Not entirely accurate. There are academic residency programs (albeit not upper eschelon) who struggle to fill chief spots. The reasons for this are not hard to understand. It is not unheard of for programs to back fill a remining one or two chief spots with an unmatched candidate. it is a problem for a residency program to have an unfilled chief sport from a funding perspective- if the program can run without that chief, then the hospital won't fund it. Anywhere with a VA often has the ability to expand chief positions rapidly. A clinical chief, a PSQI chief, etc.
Chief year is usually decided in 2nd year, so you can’t just suddenly choose to do a chief year after not matching. Also, while you can continue to reapply and people certainly do, I wouldn’t call it reliable in that you are guaranteed to get in eventually just by forcing your application in the mix. If you didn’t make it in the first year, as mentioned it’s important to be constant improving your application in a meaningful way.
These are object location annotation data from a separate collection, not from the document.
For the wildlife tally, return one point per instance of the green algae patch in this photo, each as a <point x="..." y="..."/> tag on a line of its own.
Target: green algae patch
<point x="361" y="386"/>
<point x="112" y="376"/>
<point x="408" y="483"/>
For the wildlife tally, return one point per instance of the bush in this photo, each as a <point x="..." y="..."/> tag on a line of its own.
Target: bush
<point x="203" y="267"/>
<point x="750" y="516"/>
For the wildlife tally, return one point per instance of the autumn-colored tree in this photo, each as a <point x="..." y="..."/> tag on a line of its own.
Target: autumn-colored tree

But if you are a med student, just focus on making it in the first time, otherwise life starts getting more complicated.
 
Not entirely accurate. There are academic residency programs (albeit not upper eschelon) who struggle to fill chief spots. The reasons for this are not hard to understand. It is not unheard of for programs to back fill a remining one or two chief spots with an unmatched candidate. it is a problem for a residency program to have an unfilled chief sport from a funding perspective- if the program can run without that chief, then the hospital won't fund it. Anywhere with a VA often has the ability to expand chief positions rapidly. A clinical chief, a PSQI chief, etc.

Absolutely true. But this is certainly not the majority of the case, as such would direct you to my use of “usually.” But, your point is an important clarification.